Viver somente a criticar a igreja a qual faz parte é ser como um típico cidadão que faz parte de uma sociedade, em parte corrupta, sendo participante de algum aspecto dessa corrupção, e ainda vive reclamando da corrupção. É o clássico problema da vitimização e egoísmo. Assim como o cidadão-eleitor vocifera contra os políticos que ele mesmo elege e esquece de que muitas vezes ele mesmo é um transgressor da lei. A igreja muitas vezes se encontra em situação deplorável e decadente, e não conseguimos detectar nossa parcela de culpa.


Tu és!

Deus permita que levante profetas como Natã para nos revelar os nossos pecados ocultos, como fez com Davi. -- O texto de 2 Samuel 11.26-27 e 12.1-15 . – “Tu és o homem!”, Davi quebrou todos os mandamentos possíveis, com um agravante, não confessou seus pecados e nem se arrependeu por um tempo. O contexto revela o pecado oculto de Davi. Muitas vezes estamos como Davi, cegos em transgressão. Seja como cidadão da terra ou do céu!

Como igreja devemos nos perguntar quais são nossos pecados ocultos e orar para que Deus nos revele.
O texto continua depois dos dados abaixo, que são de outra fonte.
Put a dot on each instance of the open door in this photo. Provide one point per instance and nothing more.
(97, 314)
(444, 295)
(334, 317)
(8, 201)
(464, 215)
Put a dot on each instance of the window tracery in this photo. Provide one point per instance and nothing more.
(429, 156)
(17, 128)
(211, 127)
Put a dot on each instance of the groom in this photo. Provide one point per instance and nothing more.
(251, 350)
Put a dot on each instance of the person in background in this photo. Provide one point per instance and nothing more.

Você já se perguntou, quantas vezes já deixou de orar pelo ministério do seu pastor e liderança? Quantas vezes oramos pelos membros afastados da igreja ou pelo menos nos preocupamos em fazer um contato com esses irmãos?
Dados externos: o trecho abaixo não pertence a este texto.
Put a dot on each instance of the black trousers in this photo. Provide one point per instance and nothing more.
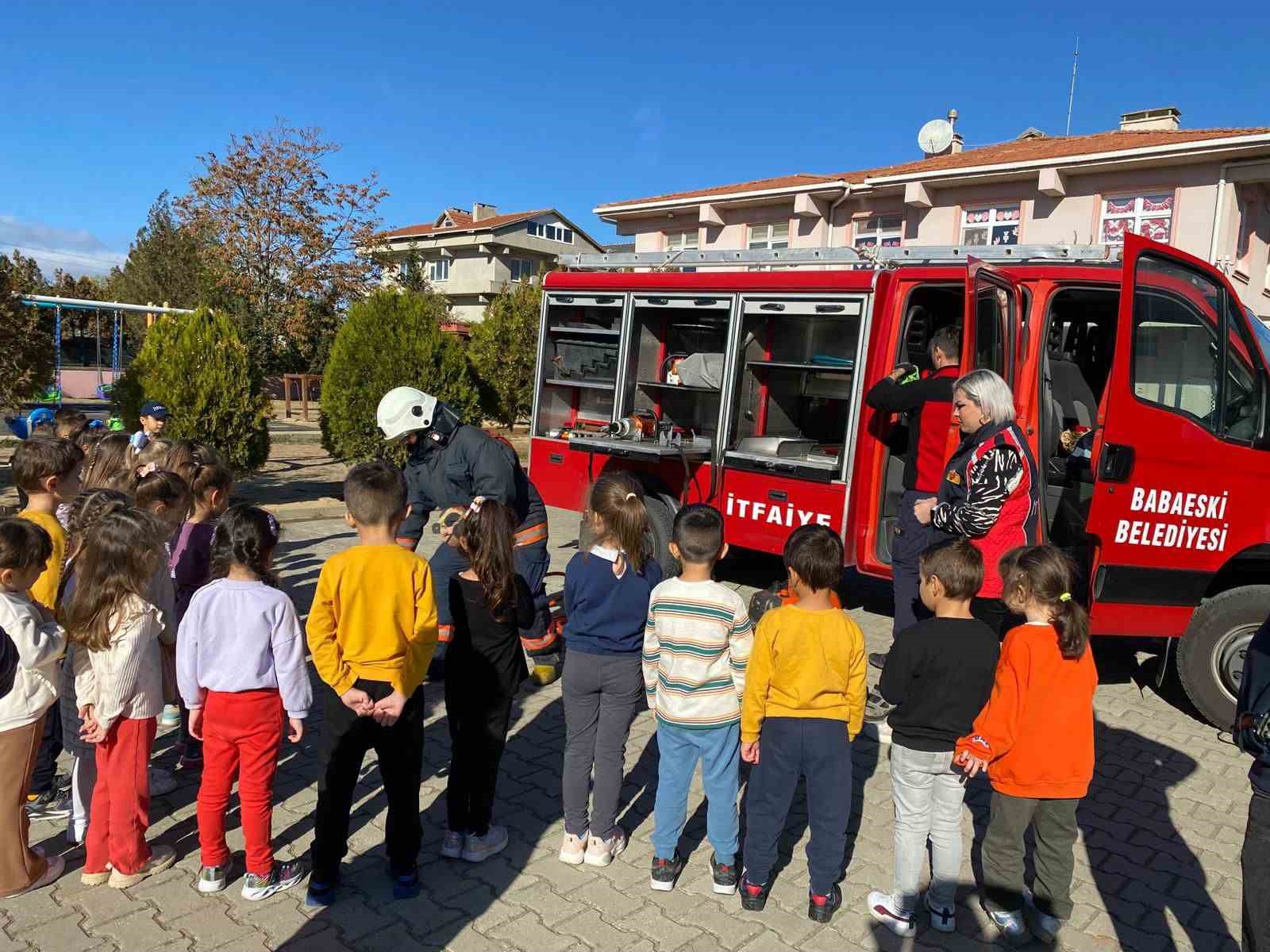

Quantas vezes nas Redes Sociais somos arrogantes e pavio curto? Quando deveríamos ser pacientes, pedir sabedoria e buscar a paz. Quais são os dons que Deus me deu e não estou usando nem honrando a sua glória?

Quantas vezes por causa de algum ministério ou talento nos sentimos como superiores aos outros, cheio de vaidade? Enquanto a Palavra ensina: Pois, quem torna você diferente de qualquer outra pessoa? O que você tem que não tenha recebido? E se o recebeu, por que se orgulha, como se assim não fosse? 1 Coríntios 4:7 (NVI).
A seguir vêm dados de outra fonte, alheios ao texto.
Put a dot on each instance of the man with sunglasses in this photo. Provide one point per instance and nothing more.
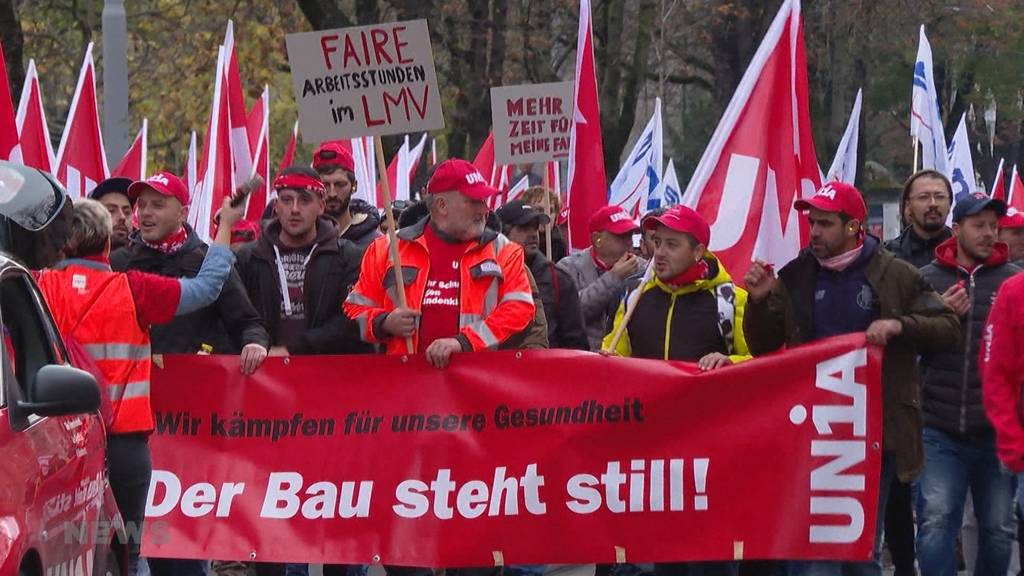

Somos peritos em falar mais em direitos, sempre queremos adquirir, ganhar, receber. Mas irmão, irmã, nosso coração está onde está nosso tesouro. – “Pois onde estiver o seu tesouro, ali também estará o seu coração". Lucas 12:34.


Meus direitos

Alguém já disse politicamente que somos uma sociedade fraca, queremos só os direitos e muita liberdade, mas deixamos de lado a responsabilidade e deveres. Na igreja somos também esse mau cidadão, queremos as bênçãos, mas não a santificação, a cruz. A igreja vai mal? Em grande parte somos todos cúmplices dessa situação. A missão dada a igreja envolve uma grande responsabilidade, aí de mim se não pregar o Evangelho! Mas mesmo com tantas oportunidades de compartilhar do Evangelho, me calo, silencio, fico omisso. Meu comodismo em missões e evangelização me torna um mau presbiteriano.

O que dizer da minha fraca comunhão? Encontro muito pouco meus irmãos e quando os encontro parecemos caçadores de algo para criticar. Muitas vezes gostamos de encobrir uma verdade, mentir, omitir, caluniar, como lavar as próprias manchas nas manchas do próximo. Isto não é comunhão! Um conselho para mim mesmo: reflita sobre si!


A serpente a pomba

A Palavra de Deus nos ensina a ter a astúcia da serpente e a simplicidade da pomba, mas muitas vezes somos só serpentes. Quem dera saibamos usar a sagacidade da serpente para escapar das armadilhas que colocamos para nós mesmo! Sejamos uma mistura de serpente e de pomba. Sejamos reflexivos dos próprios erros.


Herança, tesouro, legado

Como posso ser um presbiteriano melhor? Reconheço que nem todo presbiteriano é familiarizado com o conteúdo de sua confissão de fé, mas todos deveriam pelo menos reconhecer a importância da história da sua igreja. Muitos tiveram um contato mínimo com os símbolos de fé e história da igreja. Simplesmente vivem como ignorantes da herança protestante, dos tesouros doutrinários e legado histórico. Se você acha isso sem importância melhor seria que deixasse a igreja.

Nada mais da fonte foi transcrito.